Two Dimensions for Organizing Immersive Analytics: Toward a Taxonomy for Facet and Position
As immersive analytics continues to grow as a discipline, so too should its underlying methodological support. Taxonomies play an important role for information visualization and human computer interaction. They provide an organization of the techniques used in a particular domain that better enable researchers to describe their work, discover existing methods, and identify gaps in the literature. Existing taxonomies in related fields do not capture or describe the unique paradigms employed in immersive analytics. We conceptualize a taxonomy that organizes immersive analytics according to two dimensions: spatial and visual presentation. Each intersection of this taxonomy represents a unique design paradigm which, when thoroughly explored, can aid in the design and research of new immersive analytic applications.
💡 Research Summary
The paper addresses a critical gap in the emerging field of Immersive Analytics (IA) by proposing a systematic taxonomy that captures the unique design space of immersive visual‑analytic systems. Traditional taxonomies in information visualization and human‑computer interaction primarily organize techniques along dimensions such as data type, visual encoding, or interaction modality, assuming a flat 2‑D screen as the primary display. IA, however, leverages virtual, augmented, and mixed reality environments where data can be positioned anywhere in a three‑dimensional physical space and can be perceived through a variety of visual and multimodal cues. To reflect these characteristics, the authors introduce two orthogonal axes: Spatial Position and Visual Presentation.

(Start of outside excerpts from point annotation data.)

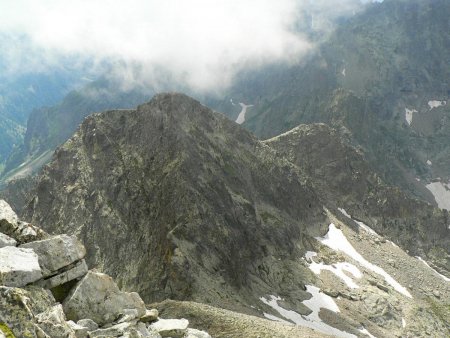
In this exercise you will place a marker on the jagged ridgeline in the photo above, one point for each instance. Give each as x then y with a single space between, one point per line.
178 201
175 201
384 75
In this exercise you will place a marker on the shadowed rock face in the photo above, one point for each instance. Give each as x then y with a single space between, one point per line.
343 178
175 200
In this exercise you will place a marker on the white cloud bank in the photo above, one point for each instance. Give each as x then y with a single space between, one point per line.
201 43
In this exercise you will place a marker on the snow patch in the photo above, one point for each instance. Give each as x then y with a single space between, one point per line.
343 212
336 240
424 262
318 300
409 114
241 117
393 244
361 224
367 333
309 255
170 324
275 318
435 104
441 193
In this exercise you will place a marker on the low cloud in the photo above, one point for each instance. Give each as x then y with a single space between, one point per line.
200 44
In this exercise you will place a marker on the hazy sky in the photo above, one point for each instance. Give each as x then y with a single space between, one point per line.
202 43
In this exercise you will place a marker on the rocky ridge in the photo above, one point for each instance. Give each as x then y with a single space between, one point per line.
46 290
200 210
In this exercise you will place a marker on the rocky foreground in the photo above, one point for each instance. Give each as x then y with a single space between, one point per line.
46 290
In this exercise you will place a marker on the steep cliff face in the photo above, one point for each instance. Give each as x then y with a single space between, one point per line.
383 75
175 200
49 127
342 176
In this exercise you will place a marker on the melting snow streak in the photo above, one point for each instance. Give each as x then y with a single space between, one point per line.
336 240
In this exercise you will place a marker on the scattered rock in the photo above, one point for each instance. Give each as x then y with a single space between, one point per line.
77 271
57 252
53 323
150 316
80 331
18 266
193 333
128 315
88 324
171 327
6 241
19 307
98 297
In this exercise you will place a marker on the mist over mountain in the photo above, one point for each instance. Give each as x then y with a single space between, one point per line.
263 169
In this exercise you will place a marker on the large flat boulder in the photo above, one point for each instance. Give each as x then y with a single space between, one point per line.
171 327
77 271
98 297
18 266
6 241
57 252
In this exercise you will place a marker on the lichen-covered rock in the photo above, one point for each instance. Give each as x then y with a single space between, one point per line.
97 297
80 331
18 266
6 241
193 333
57 252
89 324
171 327
76 271
150 316
18 308
53 323
128 329
10 225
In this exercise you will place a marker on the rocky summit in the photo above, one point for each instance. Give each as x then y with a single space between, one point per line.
173 200
36 274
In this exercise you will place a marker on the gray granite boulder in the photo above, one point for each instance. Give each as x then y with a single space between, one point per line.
98 297
57 252
6 241
18 266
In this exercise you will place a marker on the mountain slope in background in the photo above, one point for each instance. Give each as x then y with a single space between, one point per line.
383 75
49 127
176 201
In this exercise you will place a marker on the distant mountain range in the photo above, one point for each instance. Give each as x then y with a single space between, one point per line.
177 201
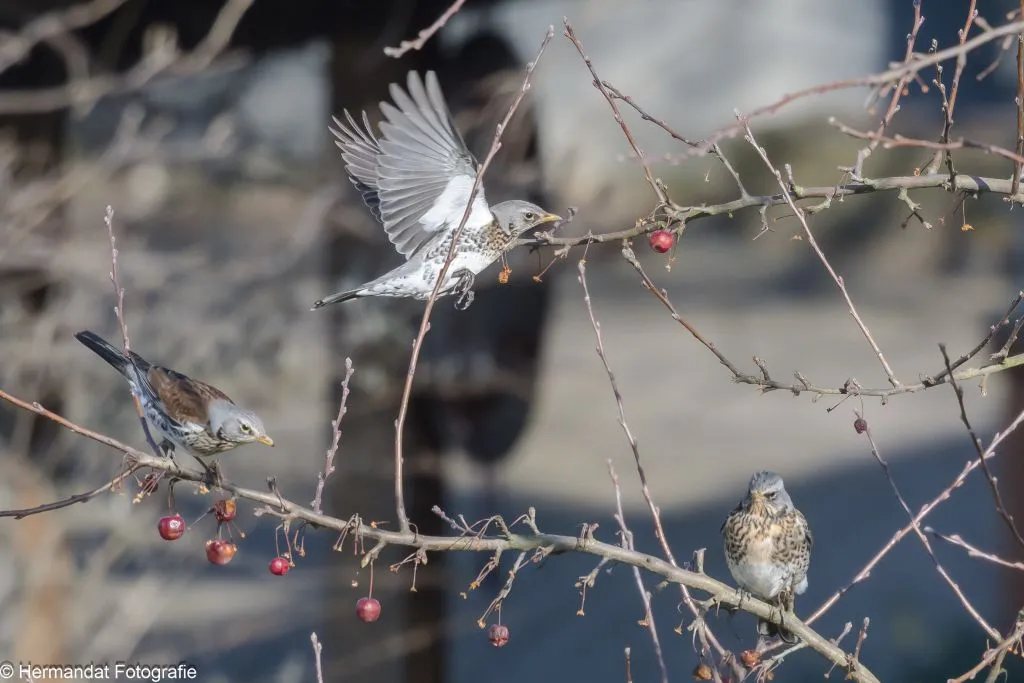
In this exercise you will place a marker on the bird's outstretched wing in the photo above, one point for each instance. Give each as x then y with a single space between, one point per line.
417 177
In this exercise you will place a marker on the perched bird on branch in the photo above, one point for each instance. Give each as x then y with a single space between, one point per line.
417 179
187 414
768 547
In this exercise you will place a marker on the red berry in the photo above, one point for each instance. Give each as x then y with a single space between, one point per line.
220 552
368 609
498 635
171 527
225 509
662 241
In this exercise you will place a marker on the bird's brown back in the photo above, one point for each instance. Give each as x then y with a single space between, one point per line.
185 399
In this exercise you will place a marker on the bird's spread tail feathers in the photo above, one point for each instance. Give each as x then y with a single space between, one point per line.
104 350
337 298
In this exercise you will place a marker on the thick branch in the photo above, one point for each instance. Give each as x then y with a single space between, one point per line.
968 183
549 543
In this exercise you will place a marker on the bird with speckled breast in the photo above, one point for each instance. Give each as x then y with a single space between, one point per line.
768 547
417 179
185 413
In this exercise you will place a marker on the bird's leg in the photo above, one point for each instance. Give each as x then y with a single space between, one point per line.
503 276
744 595
786 600
463 289
167 449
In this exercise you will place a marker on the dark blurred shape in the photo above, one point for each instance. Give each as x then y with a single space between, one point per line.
478 367
477 370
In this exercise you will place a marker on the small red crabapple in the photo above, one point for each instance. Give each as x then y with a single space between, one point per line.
498 635
368 609
171 527
220 552
662 241
225 509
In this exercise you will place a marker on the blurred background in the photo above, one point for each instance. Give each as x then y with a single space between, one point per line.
205 125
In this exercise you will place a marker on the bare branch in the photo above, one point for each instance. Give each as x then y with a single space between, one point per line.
426 34
425 323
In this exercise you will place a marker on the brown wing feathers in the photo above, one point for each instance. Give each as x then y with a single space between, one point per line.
184 398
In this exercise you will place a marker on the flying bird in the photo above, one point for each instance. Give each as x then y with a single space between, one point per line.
417 179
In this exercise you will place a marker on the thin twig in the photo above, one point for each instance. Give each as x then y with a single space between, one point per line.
995 655
976 442
424 35
550 543
599 84
915 524
821 256
943 496
407 393
975 185
335 438
888 77
898 90
119 311
317 659
627 535
956 540
655 512
716 150
1020 108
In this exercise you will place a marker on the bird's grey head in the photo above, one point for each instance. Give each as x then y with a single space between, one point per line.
237 424
516 216
766 492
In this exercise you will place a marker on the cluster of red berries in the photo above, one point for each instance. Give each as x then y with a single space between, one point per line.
218 551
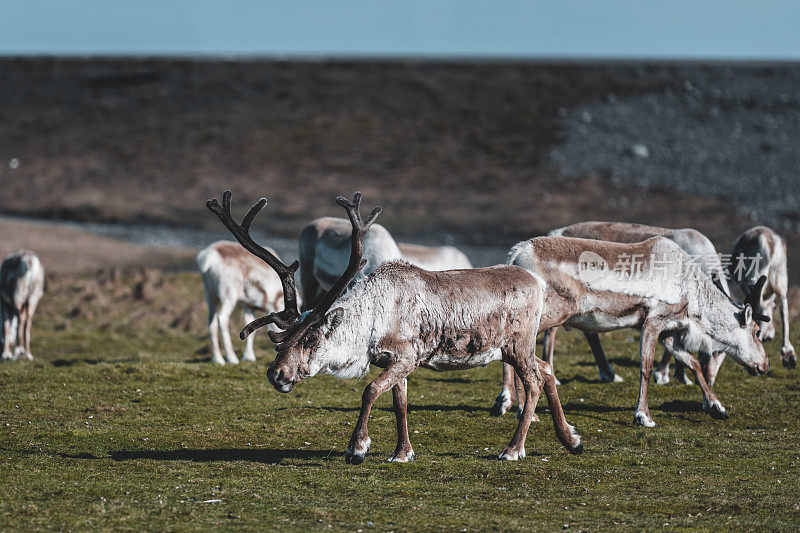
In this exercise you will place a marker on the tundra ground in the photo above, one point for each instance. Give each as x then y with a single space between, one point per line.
121 423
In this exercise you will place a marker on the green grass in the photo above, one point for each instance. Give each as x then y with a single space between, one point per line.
120 424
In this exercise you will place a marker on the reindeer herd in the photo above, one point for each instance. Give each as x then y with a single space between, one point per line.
368 300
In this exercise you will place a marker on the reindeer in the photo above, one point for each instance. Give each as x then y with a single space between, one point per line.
587 290
399 318
325 246
21 288
231 276
690 240
758 252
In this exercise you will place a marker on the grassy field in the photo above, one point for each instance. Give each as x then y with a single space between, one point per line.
121 423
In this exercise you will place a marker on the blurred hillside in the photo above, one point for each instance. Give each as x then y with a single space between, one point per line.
476 152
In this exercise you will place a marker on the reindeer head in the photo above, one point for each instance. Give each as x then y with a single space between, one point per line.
298 344
743 343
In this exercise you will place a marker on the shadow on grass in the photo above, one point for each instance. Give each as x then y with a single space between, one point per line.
89 361
411 408
255 455
615 361
680 406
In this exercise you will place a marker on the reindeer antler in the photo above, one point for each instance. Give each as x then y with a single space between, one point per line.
356 251
753 298
290 313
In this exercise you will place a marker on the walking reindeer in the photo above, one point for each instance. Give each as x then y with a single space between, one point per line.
694 243
684 312
759 252
402 317
325 247
232 276
21 288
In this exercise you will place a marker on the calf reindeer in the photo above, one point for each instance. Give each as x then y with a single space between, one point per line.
402 317
325 247
758 252
231 275
690 240
587 290
21 288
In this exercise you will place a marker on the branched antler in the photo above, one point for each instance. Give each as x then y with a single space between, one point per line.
289 319
283 319
356 263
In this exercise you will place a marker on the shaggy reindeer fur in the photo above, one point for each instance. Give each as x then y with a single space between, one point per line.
324 249
231 276
402 317
662 301
690 240
21 288
771 248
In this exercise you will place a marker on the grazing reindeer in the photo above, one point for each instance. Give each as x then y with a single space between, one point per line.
21 288
690 240
685 312
231 275
402 317
325 247
758 252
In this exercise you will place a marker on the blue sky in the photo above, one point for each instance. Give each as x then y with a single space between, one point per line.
725 29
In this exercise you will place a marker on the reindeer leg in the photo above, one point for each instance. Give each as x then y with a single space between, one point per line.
503 401
527 372
403 453
549 347
28 327
607 374
788 357
8 334
22 318
661 373
522 396
224 319
711 367
680 373
249 353
566 434
711 405
360 441
647 348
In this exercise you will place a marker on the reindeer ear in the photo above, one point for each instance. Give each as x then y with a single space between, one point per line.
334 318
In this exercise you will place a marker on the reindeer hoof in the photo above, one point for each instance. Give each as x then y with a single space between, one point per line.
510 454
356 455
715 410
643 419
353 459
661 378
612 378
402 457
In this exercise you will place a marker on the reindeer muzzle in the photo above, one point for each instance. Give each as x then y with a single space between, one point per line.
278 380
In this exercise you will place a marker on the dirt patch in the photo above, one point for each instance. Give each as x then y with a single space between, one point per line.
454 152
64 250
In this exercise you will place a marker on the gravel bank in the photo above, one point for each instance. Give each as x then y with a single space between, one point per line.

Spatial Position describes how analytic content is anchored relative to the user’s physical location. Three categories are defined:
- Fixed – content remains at a constant physical location regardless of user movement (e.g., a floating dashboard).
- Dynamic – content follows the user’s gaze or head pose, updating its location in real time (e.g., a head‑tracked data panel).
- Embedded – data is fused with real‑world objects or surfaces, allowing direct manipulation of the physical artifact (e.g., a holographic overlay on a physical model).
Visual Presentation captures the modality and dimensionality of the visual encoding. Four families are distinguished:
- Facet – traditional 2‑D panels or small multiples displayed within the immersive environment.
- 3‑D Model – explicit geometric representations (meshes, point clouds).
- Volume Rendering – dense scalar fields visualized through opacity and color transfer functions, common in medical or scientific volumetric data.
- Multimodal – combinations of visual cues with auditory, haptic, or even olfactory feedback, exploiting the full sensorium of immersive hardware.
By intersecting the three spatial categories with the four visual families, the taxonomy yields twelve conceptual design paradigms. The authors focus on six representative intersections, providing literature examples, prototype implementations, and a critical discussion of strengths and weaknesses for each. For instance, the Fixed‑Facet paradigm mirrors conventional dashboards; it is easy to learn, supports collaborative viewing, but offers limited depth perception and immersion. Conversely, Dynamic‑Volume enables analysts to walk through large scientific datasets, gaining superior spatial insight, yet it imposes higher cognitive load, requires precise tracking, and can cause motion sickness. Embedded‑Multimodal integrates data directly onto physical artifacts and augments them with sound or haptic cues, delivering highly intuitive interaction at the cost of complex hardware integration and potentially steep development effort.
A systematic literature mapping reveals that the majority of existing IA work clusters around the Fixed‑Facet and Fixed‑3D Model quadrants, while Dynamic‑Volume and Embedded‑Multimodal remain under‑explored. This observation motivates a research agenda that prioritizes prototyping in the sparsely populated quadrants, rigorous user studies, and the development of evaluation metrics tailored to immersive contexts. The authors propose four key assessment dimensions: cognitive load, task efficiency, collaborative affordances, and hardware constraints. They outline an experimental framework that can quantify these factors across different paradigm combinations, facilitating evidence‑based design decisions.
In the discussion, the paper emphasizes the taxonomy’s role as a decision‑support tool during the early design phase. By explicitly selecting a spatial‑visual combination that aligns with the target analytic tasks, user expertise, and deployment environment, designers can reduce unnecessary complexity and focus development resources on the most promising interaction patterns. Moreover, the taxonomy offers a common vocabulary for the IA community, enabling clearer communication, systematic literature reviews, and identification of “research blind spots.” The authors also argue that the framework is extensible: as new display technologies (e.g., eye‑tracked foveated rendering, ultra‑high‑resolution AR glasses) and interaction modalities (e.g., mid‑air haptics, speech‑driven commands) emerge, they can be incorporated as additional sub‑categories without disrupting the overall structure.
The conclusion reiterates that a well‑defined, two‑dimensional taxonomy provides both theoretical clarity and practical guidance for the rapidly evolving field of Immersive Analytics. It helps researchers articulate contributions, educators to structure curricula, and tool developers to create modular platforms that can be reconfigured across the spatial‑visual spectrum. Ultimately, the taxonomy aims to accelerate innovation by making the design space of immersive analytics transparent, navigable, and systematically improvable.